Strickland leía con frecuencia el Chilton Report. Lo tenía en su lector RSS, de los primeros. Estaba en desacuerdo con Chilton en varios temas, pero el bloguero siempre era razonable y siempre ofrecía argumentos sólidos y bien fundamentados para apoyar sus opiniones. Por ejemplo, a pesar de que Chilton se oponía firmemente al aborto, había publicado una entrada atacando a aquel chiflado del reverendo Fisk, que había llamado al asesinato de los médicos abortistas. Strickland, que había representado a menudo a Paternidad Planificada y a otras asociaciones que apoyaban el derecho a elegir, se había sentido impresionado por la postura tan mesurada que demostraba Chilton.
El bloguero se oponía también a la planta desalinizadora, lo mismo que él, que iba a reunirse con un posible nuevo cliente: un grupo ecologista interesado en contratarlo para presentar una demanda a fin de detener el proyecto. Strickland acababa de publicar un comentario apoyando la opinión de Chilton.

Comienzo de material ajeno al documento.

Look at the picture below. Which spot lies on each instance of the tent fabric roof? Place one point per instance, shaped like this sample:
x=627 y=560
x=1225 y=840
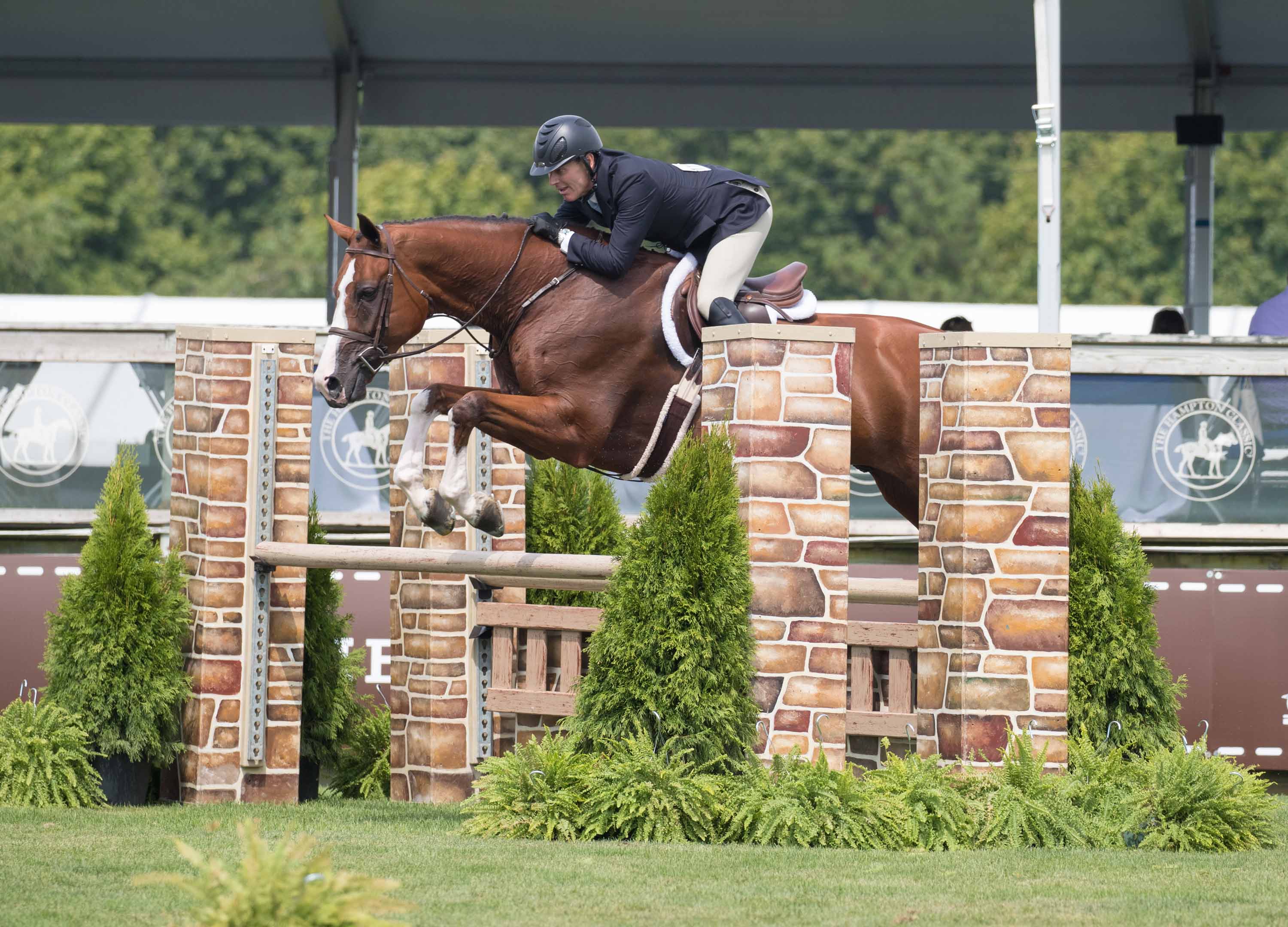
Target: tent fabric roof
x=746 y=64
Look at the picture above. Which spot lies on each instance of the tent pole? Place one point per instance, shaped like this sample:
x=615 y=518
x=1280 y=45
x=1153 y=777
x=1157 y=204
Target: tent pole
x=343 y=173
x=1046 y=116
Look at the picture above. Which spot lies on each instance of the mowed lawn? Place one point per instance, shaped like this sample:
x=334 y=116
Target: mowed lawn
x=75 y=867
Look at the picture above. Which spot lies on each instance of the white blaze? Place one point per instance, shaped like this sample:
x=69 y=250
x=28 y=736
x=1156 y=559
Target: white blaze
x=331 y=349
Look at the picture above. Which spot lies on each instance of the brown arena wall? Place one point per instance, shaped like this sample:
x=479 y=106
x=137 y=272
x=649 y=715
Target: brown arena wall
x=212 y=527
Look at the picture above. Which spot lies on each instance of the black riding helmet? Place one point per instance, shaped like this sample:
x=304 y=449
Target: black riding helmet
x=561 y=141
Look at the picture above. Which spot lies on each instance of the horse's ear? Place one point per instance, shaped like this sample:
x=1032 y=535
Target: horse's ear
x=342 y=230
x=369 y=230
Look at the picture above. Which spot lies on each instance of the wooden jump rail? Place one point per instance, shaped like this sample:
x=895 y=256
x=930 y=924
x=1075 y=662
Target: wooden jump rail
x=586 y=572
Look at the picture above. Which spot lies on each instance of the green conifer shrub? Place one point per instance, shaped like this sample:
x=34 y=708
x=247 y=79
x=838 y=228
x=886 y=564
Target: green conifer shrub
x=642 y=794
x=46 y=757
x=534 y=792
x=570 y=512
x=329 y=698
x=362 y=765
x=114 y=653
x=675 y=639
x=796 y=803
x=289 y=884
x=1017 y=805
x=1185 y=800
x=1115 y=673
x=932 y=809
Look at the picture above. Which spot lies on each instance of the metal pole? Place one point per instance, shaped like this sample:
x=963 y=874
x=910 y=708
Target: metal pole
x=1046 y=118
x=343 y=173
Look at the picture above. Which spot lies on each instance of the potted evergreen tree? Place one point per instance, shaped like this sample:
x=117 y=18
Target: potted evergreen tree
x=1115 y=670
x=329 y=701
x=114 y=653
x=673 y=656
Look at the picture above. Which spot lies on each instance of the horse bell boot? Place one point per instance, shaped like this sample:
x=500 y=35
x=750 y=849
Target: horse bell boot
x=724 y=312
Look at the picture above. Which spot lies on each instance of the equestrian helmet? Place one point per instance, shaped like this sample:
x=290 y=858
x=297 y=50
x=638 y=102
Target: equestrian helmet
x=561 y=141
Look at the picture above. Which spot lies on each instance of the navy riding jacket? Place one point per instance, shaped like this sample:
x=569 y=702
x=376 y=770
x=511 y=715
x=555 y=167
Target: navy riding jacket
x=686 y=208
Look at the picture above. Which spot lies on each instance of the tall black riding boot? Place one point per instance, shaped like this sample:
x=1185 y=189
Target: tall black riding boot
x=724 y=312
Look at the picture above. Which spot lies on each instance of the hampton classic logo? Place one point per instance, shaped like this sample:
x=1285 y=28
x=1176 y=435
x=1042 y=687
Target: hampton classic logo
x=1203 y=450
x=1077 y=441
x=43 y=433
x=356 y=442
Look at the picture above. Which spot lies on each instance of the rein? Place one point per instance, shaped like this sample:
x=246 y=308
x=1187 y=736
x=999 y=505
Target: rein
x=374 y=357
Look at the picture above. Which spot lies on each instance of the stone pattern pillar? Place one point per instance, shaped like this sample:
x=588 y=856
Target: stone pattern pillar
x=433 y=679
x=212 y=527
x=785 y=392
x=993 y=608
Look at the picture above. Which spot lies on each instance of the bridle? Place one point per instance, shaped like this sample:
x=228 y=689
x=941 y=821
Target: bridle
x=375 y=356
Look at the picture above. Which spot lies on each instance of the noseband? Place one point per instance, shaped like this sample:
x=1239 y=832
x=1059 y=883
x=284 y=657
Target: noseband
x=375 y=356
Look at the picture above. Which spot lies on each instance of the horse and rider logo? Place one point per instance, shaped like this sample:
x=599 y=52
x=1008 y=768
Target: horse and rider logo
x=1205 y=450
x=356 y=442
x=43 y=432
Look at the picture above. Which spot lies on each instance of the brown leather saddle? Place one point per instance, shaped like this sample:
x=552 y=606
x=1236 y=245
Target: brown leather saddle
x=758 y=300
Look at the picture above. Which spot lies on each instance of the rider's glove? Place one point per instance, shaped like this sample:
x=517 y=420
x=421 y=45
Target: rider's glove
x=547 y=227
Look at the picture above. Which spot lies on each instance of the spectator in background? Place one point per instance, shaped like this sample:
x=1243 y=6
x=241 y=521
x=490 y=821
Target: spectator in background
x=1169 y=322
x=1272 y=318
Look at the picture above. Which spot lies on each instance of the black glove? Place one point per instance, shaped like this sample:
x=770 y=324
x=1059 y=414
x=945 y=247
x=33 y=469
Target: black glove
x=547 y=227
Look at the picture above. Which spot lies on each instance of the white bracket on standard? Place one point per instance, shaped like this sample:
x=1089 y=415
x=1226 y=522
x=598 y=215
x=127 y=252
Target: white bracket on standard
x=254 y=702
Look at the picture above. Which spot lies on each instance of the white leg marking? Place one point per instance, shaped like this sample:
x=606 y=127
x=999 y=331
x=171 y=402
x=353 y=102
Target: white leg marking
x=331 y=349
x=409 y=474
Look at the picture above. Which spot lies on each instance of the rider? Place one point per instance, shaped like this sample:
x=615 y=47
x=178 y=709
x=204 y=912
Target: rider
x=718 y=214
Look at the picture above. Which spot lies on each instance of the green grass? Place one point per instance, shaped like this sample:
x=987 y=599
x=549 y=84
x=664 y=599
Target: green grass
x=75 y=867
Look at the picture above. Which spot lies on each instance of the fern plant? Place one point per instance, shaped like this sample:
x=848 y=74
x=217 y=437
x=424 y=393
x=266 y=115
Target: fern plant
x=362 y=765
x=1021 y=806
x=933 y=812
x=535 y=792
x=1185 y=800
x=46 y=757
x=1099 y=785
x=795 y=803
x=643 y=795
x=289 y=884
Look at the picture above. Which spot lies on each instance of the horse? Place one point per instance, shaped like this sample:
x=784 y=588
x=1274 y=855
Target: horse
x=581 y=371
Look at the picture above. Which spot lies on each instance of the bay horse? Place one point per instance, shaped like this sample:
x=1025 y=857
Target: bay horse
x=581 y=373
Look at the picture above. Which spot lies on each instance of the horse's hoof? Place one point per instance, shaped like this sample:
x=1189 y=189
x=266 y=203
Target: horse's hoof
x=485 y=513
x=438 y=515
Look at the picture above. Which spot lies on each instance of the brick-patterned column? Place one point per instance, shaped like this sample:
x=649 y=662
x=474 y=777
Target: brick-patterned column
x=785 y=392
x=212 y=526
x=433 y=679
x=993 y=608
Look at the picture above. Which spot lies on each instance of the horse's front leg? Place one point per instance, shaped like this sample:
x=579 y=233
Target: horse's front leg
x=434 y=506
x=409 y=474
x=545 y=427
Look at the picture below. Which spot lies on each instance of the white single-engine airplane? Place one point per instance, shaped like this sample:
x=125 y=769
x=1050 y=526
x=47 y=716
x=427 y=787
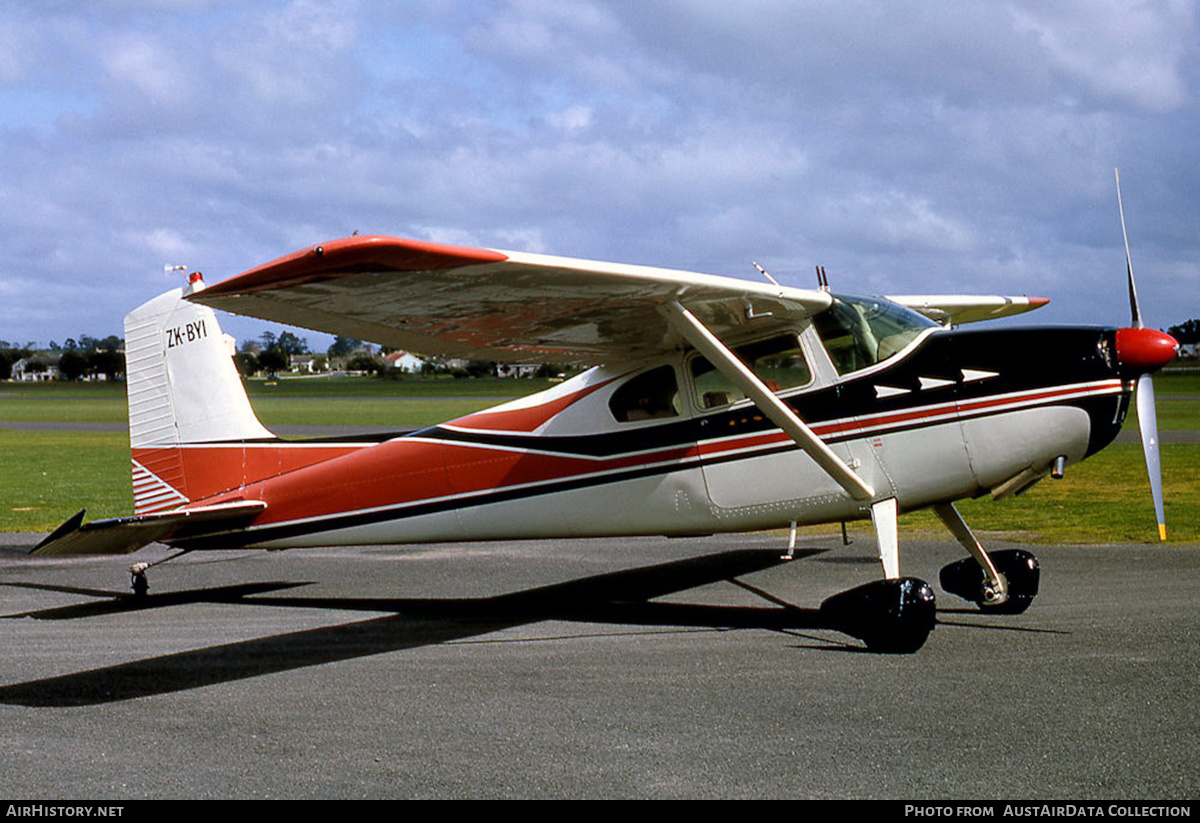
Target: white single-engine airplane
x=714 y=404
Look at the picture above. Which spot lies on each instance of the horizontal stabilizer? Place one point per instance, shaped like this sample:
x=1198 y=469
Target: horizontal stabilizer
x=959 y=308
x=124 y=535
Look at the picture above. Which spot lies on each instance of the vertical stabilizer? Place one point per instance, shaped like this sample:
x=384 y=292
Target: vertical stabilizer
x=183 y=389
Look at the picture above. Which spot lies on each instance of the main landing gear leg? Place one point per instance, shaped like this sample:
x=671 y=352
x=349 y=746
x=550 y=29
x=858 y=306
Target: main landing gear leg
x=892 y=616
x=997 y=582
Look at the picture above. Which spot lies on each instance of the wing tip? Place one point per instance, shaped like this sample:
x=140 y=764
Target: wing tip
x=346 y=256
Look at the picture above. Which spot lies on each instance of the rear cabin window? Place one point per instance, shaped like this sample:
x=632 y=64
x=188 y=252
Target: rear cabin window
x=649 y=396
x=861 y=331
x=778 y=361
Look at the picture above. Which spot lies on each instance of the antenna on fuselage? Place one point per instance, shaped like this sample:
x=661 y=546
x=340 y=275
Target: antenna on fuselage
x=822 y=281
x=763 y=272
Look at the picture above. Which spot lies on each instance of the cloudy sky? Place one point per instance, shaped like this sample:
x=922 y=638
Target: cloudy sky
x=907 y=146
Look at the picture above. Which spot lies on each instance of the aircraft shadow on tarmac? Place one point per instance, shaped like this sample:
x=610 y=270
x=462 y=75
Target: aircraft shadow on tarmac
x=617 y=598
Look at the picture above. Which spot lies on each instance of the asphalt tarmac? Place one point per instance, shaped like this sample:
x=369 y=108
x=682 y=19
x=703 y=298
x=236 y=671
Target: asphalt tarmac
x=592 y=668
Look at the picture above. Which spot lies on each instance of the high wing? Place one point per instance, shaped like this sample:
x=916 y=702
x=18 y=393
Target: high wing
x=957 y=308
x=490 y=305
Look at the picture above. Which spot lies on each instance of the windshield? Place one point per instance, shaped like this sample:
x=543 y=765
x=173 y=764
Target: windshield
x=862 y=331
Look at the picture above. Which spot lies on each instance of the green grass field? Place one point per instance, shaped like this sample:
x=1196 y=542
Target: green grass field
x=48 y=475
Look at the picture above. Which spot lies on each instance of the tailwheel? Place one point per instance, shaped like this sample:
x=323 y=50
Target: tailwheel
x=967 y=580
x=891 y=616
x=138 y=581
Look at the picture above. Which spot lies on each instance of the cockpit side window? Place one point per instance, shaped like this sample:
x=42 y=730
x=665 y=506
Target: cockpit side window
x=862 y=331
x=649 y=396
x=778 y=361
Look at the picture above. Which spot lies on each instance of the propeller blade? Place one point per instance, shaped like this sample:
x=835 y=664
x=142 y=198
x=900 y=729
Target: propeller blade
x=1147 y=421
x=1134 y=311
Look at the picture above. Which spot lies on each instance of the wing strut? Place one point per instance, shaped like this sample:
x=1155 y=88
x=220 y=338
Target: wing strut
x=775 y=410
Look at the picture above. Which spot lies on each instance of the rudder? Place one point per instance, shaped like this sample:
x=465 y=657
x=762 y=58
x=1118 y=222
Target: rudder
x=183 y=389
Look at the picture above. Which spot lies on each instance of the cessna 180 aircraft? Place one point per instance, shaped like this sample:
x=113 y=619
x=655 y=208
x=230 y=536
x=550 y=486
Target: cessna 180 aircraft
x=713 y=404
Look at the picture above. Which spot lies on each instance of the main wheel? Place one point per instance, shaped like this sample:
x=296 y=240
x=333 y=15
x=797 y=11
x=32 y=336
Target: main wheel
x=892 y=617
x=1019 y=568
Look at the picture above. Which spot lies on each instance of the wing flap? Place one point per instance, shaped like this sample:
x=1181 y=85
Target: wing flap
x=125 y=535
x=486 y=304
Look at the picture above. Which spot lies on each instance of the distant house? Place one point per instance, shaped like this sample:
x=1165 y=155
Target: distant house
x=305 y=364
x=403 y=361
x=516 y=370
x=35 y=370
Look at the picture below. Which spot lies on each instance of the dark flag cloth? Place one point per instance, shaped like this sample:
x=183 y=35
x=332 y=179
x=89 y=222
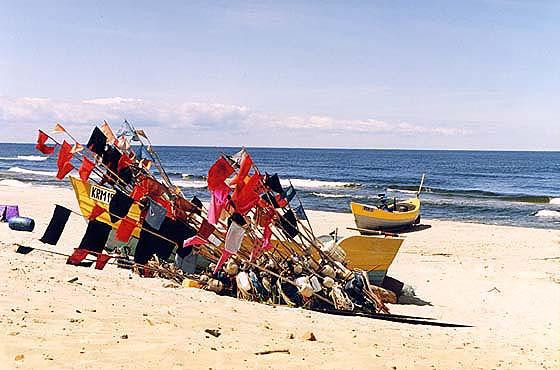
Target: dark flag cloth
x=124 y=162
x=198 y=203
x=96 y=211
x=148 y=243
x=289 y=193
x=97 y=141
x=206 y=229
x=237 y=218
x=125 y=229
x=111 y=159
x=96 y=236
x=126 y=175
x=273 y=182
x=63 y=161
x=248 y=196
x=85 y=169
x=64 y=170
x=288 y=223
x=101 y=261
x=56 y=225
x=41 y=146
x=146 y=246
x=300 y=212
x=139 y=191
x=156 y=214
x=119 y=205
x=77 y=257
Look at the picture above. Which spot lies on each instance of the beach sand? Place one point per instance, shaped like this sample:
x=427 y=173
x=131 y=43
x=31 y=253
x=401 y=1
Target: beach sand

Enfiló la parte más dura de su carrera: un corto repecho, colina arriba. A partir de ahí, el camino era todo cuesta abajo. Sudando, con el corazón acelerado, se dejó embargar por la euforia del ejercicio.
Al llegar a lo alto de la colina, algo atrajo su atención. Un destello rojo cerca del camino, un movimiento cerca del suelo. ¿Qué era?, se preguntó. Dio media vuelta, paró el cronómetro y caminó despacio entre las piedras, hasta ver unas salpicaduras rojas, fuera de lugar en medio de aquel suelo arenoso en el que raleaban plantas verdes y marrones.
El corazón seguía latiéndole con violencia, pero no por miedo, ni por cansancio. Pensó enseguida en Travis Brigham. Pero el chico sólo atacaba a quienes lo habían insultado en Internet. Y él no había dicho nada en su contra.
Relájate.
Aun así, mientras se apartaba del sendero y avanzaba hacia aquellas manchas rojas, sacó su móvil del bolsillo, listo para marcar el número de emergencias si surgía algún peligro.
Entornó los párpados y bajó la mirada al acercarse al claro. ¿Qué era aquello?
—Mierda —masculló, parándose en seco.
En el suelo, entre un montón de pétalos de rosa dispersos, había trozos de carne. Tres pájaros feos y enormes, buitres, dedujo, desgarraban el tejido con frenética voracidad. Cerca de allí había también un hueso ensangrentado. Varios cuervos se acercaban cautelosamente dando saltos, agarraban un bocado y se retiraban.
Strickland aguzó la vista y, al inclinarse hacia delante, vio otra cosa en medio de aquel frenesí.
¡No! Alguien había marcado una cruz en el suelo arenoso.
Strickland comprendió que Travis Brigham estaba allí, en alguna parte. Con el corazón desbocado, escudriñó los matorrales, los árboles, las dunas. Podía estar escondido en cualquier parte. Y de pronto ya no tuvo importancia que él, Lyndon Strickland, nunca hubiera publicado nada en contra del chico.
Mientras afloraba de nuevo en su memoria la imagen de la horrible máscara que Travis había dejado como emblema de su crimen, dio media vuelta y huyó precipitadamente de vuelta al sendero.
Sólo había dado diez pasos cuando oyó que alguien salía de entre los arbustos y echaba a correr hacia él.